CHARACTERIZATION AND IN VITRO EFFECTS OF GERANIOL-LOADED PECTIN MODIFIED NANOSTRUCTURED LIPID CARRIERS ON LUNG CANCER CELLS

RODENAK-KLADNIEW, BORIS; CISNEROS, JOSÉ SEBASTIÁN; CHAIN, CECILIA YAMIL; VELA, MARÍA E.; CASTRO, GUILLERMO RAUL; DE BRAVO, MARGARITA GARCÍA; ISLAN, GERMAN A

Encuentro; LXVI ANNUAL MEETING OF SOCIEDAD ARGENTINA DE INVESTIGACIÓN CLÍNICA (SAIC); 2021

SAIC . SAI . AAFE . NANOMED.ar

Lung cancer is the first cause of cancer-related deaths in the world. Many of the current therapies are still inefficient and/or present highlytoxic undesirable side effects. The aim of the present work was the design of biocompatible and non-toxic hybrid pectin (P) nanostructuredlipid carriers (NLC) containing geraniol (GOH), a monoterpene with antitumor activity, as a novel platform for the bioactive delivery of anticancer drugs. Nanoparticles (NPs) were prepared by hot homogenization/ultrasonication method. Different pectin formulations were prepared by modifying their amount (0.1 and 0.5%, w/v) in the formulation and/or metoxilation degree -Low (LMP, 33%) and high (HMP, 74%). Ten different formulations were prepared: NLC/GOH, NLC/LMP0.1/GOH, NLC/LMP0.5/GOH, NLC/HMP0.1/GOH, NLC/HMP0.5/GOH, and their respective counterparts without GOH. NPs were characterized by TEM microscopy and DLS: particle size, z-potential (z-pot), and polydispersity index (PI). The encapsulation efficiency (EE) was determined by UV-Vis spectroscopy. Cell viability (MTT) and mitochondrial membrane potential (MMP, fluorescence spectroscopy) in human lung adenocarcinoma A549 cells were evaluated.

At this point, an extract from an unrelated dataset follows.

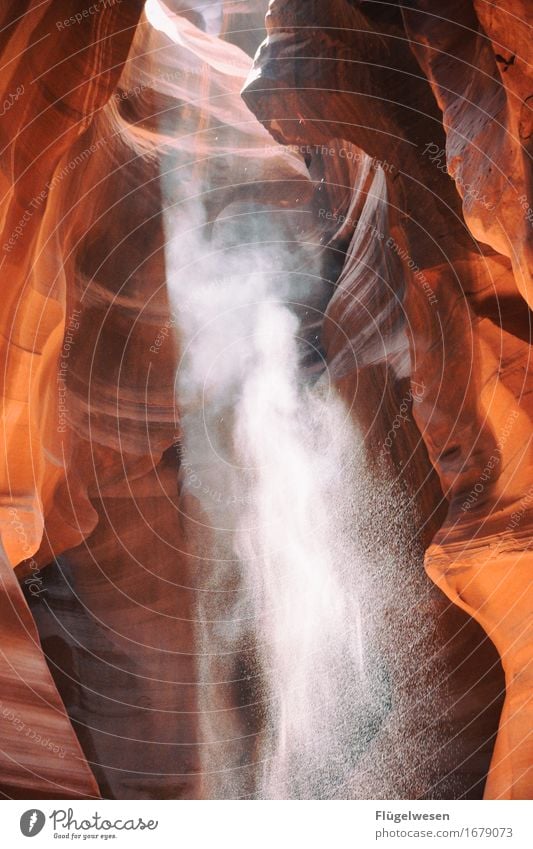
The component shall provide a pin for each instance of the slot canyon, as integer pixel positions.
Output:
(267, 482)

NPs showed spherical shape, sizes in the range of 110-180 nm with narrow distribution (PI< 0.3), and negative z-pot ranging from -10 to -19 mV. The EE of GOH was higher than 89% in five formulations. GOH-loaded NLC inhibited A549 cell viability in a dose (0.25- 2.00 mM) and time (24 and 72 h) dependent manner. GOH-loaded NLC decreased cell viability up to 10-fold compared to free GOH (GOH 1.5 mM, 24 h, p< 0.001). In addition, GOH-loaded NLC strongly decreased (p< 0.001) MMP (50 to 94%) in comparison with free GOH (37%) in A549 cells. These results suggest that hybrid NLC/P nanoparticles containing GOH are promising bioactive and innovative systems for targeted delivery of antineoplastic drugs to treat lung cancer.